O texto, de cinco parágrafos curtos, atribui a demora ao respeito às famílias das vítimas, promete “apoio significativo” para evitar novas tragédias e marca uma entrevista coletiva para hoje.
A NRA estava calada desde a chacina de sexta-feira, sem responder a pedidos de entrevistas nem se manifestar em redes sociais. Na quinta, a associação festejara com um tuíte seu 1,7 milhão de seguidores no Facebook. Ontem, porém, sua página oficial no site não existia mais.
A hesitação inédita do grupo, que alega ter 4,3 milhões de afiliados e só neste ano gastou US$ 2,2 milhões em lobby segundo o Cetro pela Política Responsável, indica mudanças no debate sobre porte de armas nos EUA.
A população americana, segundo pesquisas, é majoritariamente a favor da Segunda Emenda -a lei de 1791 que garante a todos os cidadãos o direito de portar armas.
Nos últimos meses, porém, o apoio a algum tipo de restrição cresceu.
Pesquisa feita pela rede de TV CBS entre sexta e domingo com margem de erro de quatro pontos percentuais indica que 57% são a favor de mais controle - embora o aumento do apoio seja esperado, é a primeira vez na série que ele supera 50%.
A mudança também chegou ao mundo corporativo.
O fundo de investimentos Cerberus anunciou ontem que venderia sua participação na fabricante de armas Freedom Group, que produz o fuzil usado por Adam Lanza na chacina em Newtown.
“A tragédia (na escola) Sandy Hook foi um divisor de águas que levantou um debate nacional sobre controle de armas a um nível inédito”, declarou a empresa em nota.
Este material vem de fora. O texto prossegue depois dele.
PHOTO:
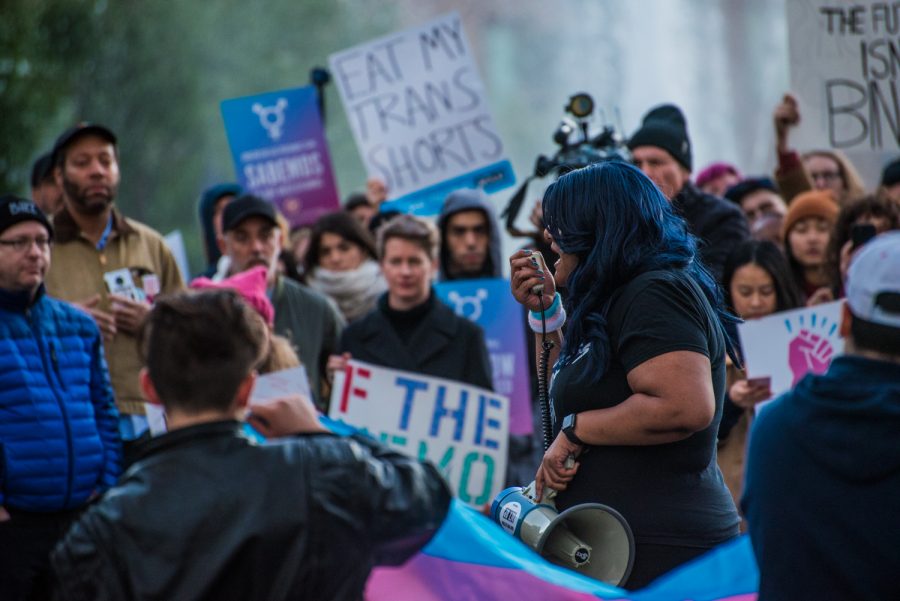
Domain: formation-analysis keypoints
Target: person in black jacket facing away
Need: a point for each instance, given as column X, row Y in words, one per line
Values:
column 662, row 150
column 410, row 329
column 207, row 513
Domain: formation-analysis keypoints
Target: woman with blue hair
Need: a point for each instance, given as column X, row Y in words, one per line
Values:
column 639, row 380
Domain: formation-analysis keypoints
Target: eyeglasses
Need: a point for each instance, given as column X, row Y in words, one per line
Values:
column 826, row 176
column 22, row 244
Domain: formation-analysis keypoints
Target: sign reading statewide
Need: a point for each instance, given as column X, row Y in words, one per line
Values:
column 280, row 153
column 462, row 429
column 488, row 303
column 845, row 58
column 419, row 114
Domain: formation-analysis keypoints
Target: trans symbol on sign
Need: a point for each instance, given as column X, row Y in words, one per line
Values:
column 462, row 303
column 271, row 117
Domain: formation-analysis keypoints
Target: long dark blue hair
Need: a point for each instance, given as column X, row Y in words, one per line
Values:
column 619, row 225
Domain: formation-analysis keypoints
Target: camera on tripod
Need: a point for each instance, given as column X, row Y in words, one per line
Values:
column 577, row 149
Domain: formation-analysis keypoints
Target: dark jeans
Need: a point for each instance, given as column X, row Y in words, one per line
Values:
column 652, row 561
column 26, row 540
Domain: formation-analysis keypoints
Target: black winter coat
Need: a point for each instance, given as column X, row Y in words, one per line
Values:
column 719, row 224
column 443, row 345
column 206, row 513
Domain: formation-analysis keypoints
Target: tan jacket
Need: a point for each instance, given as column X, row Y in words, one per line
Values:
column 76, row 274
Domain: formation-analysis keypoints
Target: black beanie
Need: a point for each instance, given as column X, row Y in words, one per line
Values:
column 14, row 209
column 665, row 127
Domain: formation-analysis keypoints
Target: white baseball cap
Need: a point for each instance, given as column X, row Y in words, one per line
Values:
column 873, row 282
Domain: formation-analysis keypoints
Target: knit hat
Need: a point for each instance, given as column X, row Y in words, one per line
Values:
column 891, row 173
column 714, row 171
column 873, row 282
column 815, row 203
column 251, row 285
column 665, row 127
column 737, row 192
column 14, row 209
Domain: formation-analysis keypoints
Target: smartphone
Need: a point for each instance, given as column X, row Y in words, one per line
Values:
column 862, row 233
column 542, row 265
column 120, row 282
column 760, row 382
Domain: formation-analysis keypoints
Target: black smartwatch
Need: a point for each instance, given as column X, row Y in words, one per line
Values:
column 569, row 429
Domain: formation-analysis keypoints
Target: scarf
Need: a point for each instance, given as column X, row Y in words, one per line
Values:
column 354, row 291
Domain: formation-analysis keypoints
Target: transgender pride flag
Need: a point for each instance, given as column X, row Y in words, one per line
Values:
column 471, row 557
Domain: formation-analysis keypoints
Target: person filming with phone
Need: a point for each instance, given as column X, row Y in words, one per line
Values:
column 639, row 378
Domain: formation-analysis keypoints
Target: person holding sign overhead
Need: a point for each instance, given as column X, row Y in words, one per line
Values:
column 639, row 379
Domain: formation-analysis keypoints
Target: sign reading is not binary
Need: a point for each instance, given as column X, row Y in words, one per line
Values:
column 462, row 429
column 418, row 112
column 845, row 62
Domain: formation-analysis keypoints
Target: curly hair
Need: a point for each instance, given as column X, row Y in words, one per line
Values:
column 619, row 225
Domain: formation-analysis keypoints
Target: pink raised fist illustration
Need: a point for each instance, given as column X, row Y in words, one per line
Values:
column 809, row 352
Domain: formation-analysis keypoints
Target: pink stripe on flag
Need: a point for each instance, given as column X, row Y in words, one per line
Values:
column 427, row 578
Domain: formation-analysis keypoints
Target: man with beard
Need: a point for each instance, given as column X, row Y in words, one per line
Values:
column 252, row 236
column 110, row 265
column 470, row 238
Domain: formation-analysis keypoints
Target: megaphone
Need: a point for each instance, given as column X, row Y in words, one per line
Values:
column 591, row 539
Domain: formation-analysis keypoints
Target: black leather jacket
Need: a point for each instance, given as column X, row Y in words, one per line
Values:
column 206, row 513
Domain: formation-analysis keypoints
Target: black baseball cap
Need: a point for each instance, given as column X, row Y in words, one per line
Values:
column 247, row 206
column 14, row 209
column 75, row 132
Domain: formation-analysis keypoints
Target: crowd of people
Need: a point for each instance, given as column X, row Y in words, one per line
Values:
column 650, row 269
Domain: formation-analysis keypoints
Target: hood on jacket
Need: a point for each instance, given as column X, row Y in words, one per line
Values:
column 206, row 208
column 466, row 200
column 847, row 419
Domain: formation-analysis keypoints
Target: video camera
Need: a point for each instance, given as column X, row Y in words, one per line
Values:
column 577, row 149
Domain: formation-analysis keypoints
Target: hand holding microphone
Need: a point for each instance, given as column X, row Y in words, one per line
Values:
column 530, row 280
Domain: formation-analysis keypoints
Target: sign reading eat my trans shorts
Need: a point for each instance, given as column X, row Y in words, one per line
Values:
column 462, row 429
column 489, row 303
column 419, row 113
column 845, row 64
column 280, row 152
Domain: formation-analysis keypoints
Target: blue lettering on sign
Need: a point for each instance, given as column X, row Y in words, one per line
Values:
column 441, row 411
column 484, row 421
column 411, row 387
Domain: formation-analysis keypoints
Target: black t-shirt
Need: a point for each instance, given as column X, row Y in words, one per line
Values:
column 669, row 493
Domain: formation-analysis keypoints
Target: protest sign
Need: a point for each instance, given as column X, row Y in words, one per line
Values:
column 844, row 66
column 462, row 429
column 419, row 114
column 280, row 153
column 488, row 303
column 786, row 346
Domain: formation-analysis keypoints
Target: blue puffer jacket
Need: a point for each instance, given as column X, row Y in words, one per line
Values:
column 59, row 439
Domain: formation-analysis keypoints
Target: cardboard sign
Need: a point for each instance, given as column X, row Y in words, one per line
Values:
column 280, row 152
column 490, row 304
column 419, row 114
column 786, row 346
column 462, row 429
column 845, row 59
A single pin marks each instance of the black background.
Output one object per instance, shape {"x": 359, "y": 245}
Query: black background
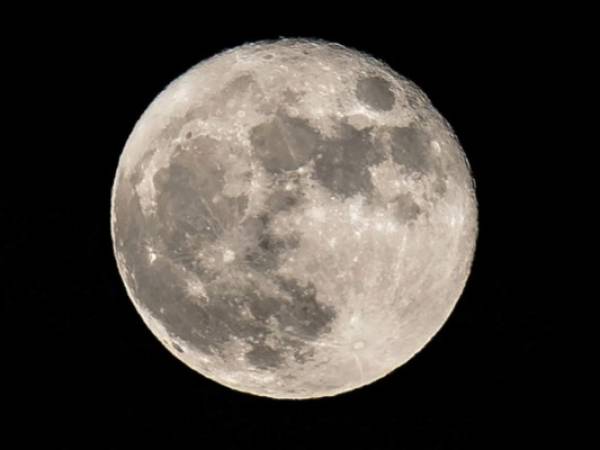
{"x": 85, "y": 370}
A brasileira Tauros é citada no “New York Times” como interessada na compra.
O debate tomou a atenção dos políticos, com uma proposta na Califórnia para restringir a venda de munição e negociações para ressuscitar uma lei que vete venda de armas de assalto (fuzis automáticos, que disparam rajadas), defendida pela senadora democrata Dianne Feinstein.
Ontem, o porta-voz da Casa Branca, Jay Carney, afirmou que o presidente Barack Obama “apoia ativamente” a ideia. Ainda segundo Carney, Obama estaria disposto a estudar restrições à venda de munições.
A declaração é a mais clara sobre as intenções do democrata até agora. O presidente conclamou a população a se unir por “ação significativas”, mas evitou citar Constituição.